The engines rev as the race starts. Snow keeps falling outside the window, the glass fogging from the fire’s heat. Ryker beats me twice in a row, grinning just once before covering it with a sip of beer.
I call him a cheat. He calls me slow. It’s the same argument we’ve had for a decade. It fills the space where grief used to echo too loud.
Halfway through the next round, my phone buzzes on the table. I glance at it, thumb swiping across the screen. A small smile tugs at my mouth before I set it back down.
“Amber?” Ryker asks.
“Yeah,” I say. “She and Luke just got back from the doctor. Said the baby’s kicking like crazy.”

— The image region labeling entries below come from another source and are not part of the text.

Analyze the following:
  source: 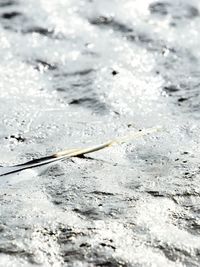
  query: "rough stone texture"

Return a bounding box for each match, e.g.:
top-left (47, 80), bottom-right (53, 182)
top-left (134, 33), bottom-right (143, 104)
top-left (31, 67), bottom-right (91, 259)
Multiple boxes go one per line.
top-left (0, 0), bottom-right (200, 267)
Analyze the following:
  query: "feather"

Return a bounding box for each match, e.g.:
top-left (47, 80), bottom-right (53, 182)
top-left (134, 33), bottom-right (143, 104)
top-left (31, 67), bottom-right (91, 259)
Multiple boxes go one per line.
top-left (0, 127), bottom-right (160, 176)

Ryker chuckles under his breath. “Guess your niece is going to be trouble.”
“Or my nephew,” I counter. “They don’t know yet.”
He takes a pull from his beer. “Amber always said she wanted another girl. Somebody for Maisie to boss around the way Amber used to boss you.”
“Oh, don’t remind me,” I say, laughing. “She used to be so annoying.”
“That’s sisterly love for you.”
He says it easily, but the words hang there a second too long, brushing up against all the quiet spaces between us. Ryker doesn’t have anyone left who calls just to check in. I do. And I don’t take it for granted.
The firelight catches his face, sharp and calm in the same breath. I drink the rest of my beer and lean back against the couch. The heat, the smell of smoke, the faint hum of the game—it all presses together into something that almost feels like peace.
Ryker stands and walks to the kitchen, grabs another beer, and passes one my way. When he sits again, his gaze drifts toward the photo above the fire.
“She’d have loved that hall,” he says finally, voice rough.
“Claire?”
He nods. “She used to talk about fixing it up someday. Thought the town should use it for weddings or festivals. Said the bones were good.”
I remember that. The way she’d sketch out plans on napkins while we sat at the Smokehouse, her pencil smudging everything she touched.
She had a way of seeing what things could be, not just what they were. Ryker’s different. He builds what he can hold. Claire built what she could imagine.
I study him for a beat. “You really think you could work on it? The community hall, I mean. With everything it brings up?”
His jaw flexes. “I can separate my feelings from my work.”
“That’s a lie.”
He doesn’t argue. Just stares at the fire, beer balanced on his knee. The flames crackle, shadows shifting across the stone floor.
“We need this money,” I say after a while. “It’s not small change.”
“No, it’s not.”
“Enough to get through winter and then some.”
He nods again. The silence between us is comfortable in the way long friendship gets when you’ve already broken down once and know you won’t survive doing it again.
He leans forward, resting his elbows on his knees. “We’d need the full crew coverage if we take it. Maybe bring back Chase from Corvallis. He’s been begging for work.”